The Salmon Cornet is what tugs at the taste-memory. I still remember because I managed to drop mine on the table in Yountville on my first visit to French Laundry in 2002. The rest of my table of eight waited anxiously while the waiter rushed to the kitchen to get me another. Yum.
Things went considerably more smoothly this meal. After a weekend of heavy meals, and expensive ones (I had dined at Masa the previous night), I was having second thoughts about making it to my Per Se reservation. Staying at the Mandarin Oriental helped.

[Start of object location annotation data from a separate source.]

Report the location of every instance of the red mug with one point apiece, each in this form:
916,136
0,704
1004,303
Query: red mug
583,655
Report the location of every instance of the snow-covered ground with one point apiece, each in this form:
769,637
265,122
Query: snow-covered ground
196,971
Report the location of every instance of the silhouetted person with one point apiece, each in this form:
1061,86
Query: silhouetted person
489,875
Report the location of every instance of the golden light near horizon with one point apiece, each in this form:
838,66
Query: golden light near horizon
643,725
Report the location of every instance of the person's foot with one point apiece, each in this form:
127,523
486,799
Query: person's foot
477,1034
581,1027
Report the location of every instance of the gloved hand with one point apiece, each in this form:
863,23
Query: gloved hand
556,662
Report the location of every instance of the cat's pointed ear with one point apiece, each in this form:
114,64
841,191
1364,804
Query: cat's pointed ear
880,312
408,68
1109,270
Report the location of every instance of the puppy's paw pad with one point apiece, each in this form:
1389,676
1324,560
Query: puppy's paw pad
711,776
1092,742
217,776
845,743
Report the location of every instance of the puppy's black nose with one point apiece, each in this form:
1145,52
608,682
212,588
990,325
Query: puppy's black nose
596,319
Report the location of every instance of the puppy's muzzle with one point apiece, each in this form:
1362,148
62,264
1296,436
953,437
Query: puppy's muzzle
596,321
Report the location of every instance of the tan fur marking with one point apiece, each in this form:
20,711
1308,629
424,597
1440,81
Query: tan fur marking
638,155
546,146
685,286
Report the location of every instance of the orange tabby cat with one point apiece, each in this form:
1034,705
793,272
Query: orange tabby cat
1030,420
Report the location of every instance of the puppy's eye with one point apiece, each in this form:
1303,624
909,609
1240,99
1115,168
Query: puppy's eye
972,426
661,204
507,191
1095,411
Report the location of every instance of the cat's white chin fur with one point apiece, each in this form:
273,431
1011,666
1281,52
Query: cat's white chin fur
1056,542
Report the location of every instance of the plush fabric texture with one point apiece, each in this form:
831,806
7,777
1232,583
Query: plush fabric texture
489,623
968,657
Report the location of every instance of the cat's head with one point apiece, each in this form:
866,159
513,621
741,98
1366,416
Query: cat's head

I hopped out of bed and into the dining room within minutes.
The highlights of the meal were the Romaine Lettuce Veloute, the Atlantic Fluke, and the Truffle Custard: pure clean flavors with twist, whether it be delicate cubes of Meyer Lemon flesh unexpectedly at the bottom of the bowl of veloute, the cold white flesh of the Atlantic Fluke against cold avacado ice cream, or the single chive leaf laminated between two paper-thin potato sheaths tucked upright into a rich and unctous Truffle Custard.
The best part of the meal was the end. I was given a tour of Per Se's massive kitchen, which is actually three or four kitchens. They have a main kitchen that has the garde-manger, hot lines, etc. However, they also have an equally-large back kitchen for prep work, a fully-staffed 24-hour bakery, a pastry kitchen, and even a chocolate room where they make all their own molded chocolates.
As a final reminder of Per Se's connection to French Laundry, I was shown a large plasma television mounted to the wall in front of the Chef, conveying a live video feed of the French Laundry kitchens back at Yountville. Now if they would only patch that through to the Food Network: imagine what you could learn!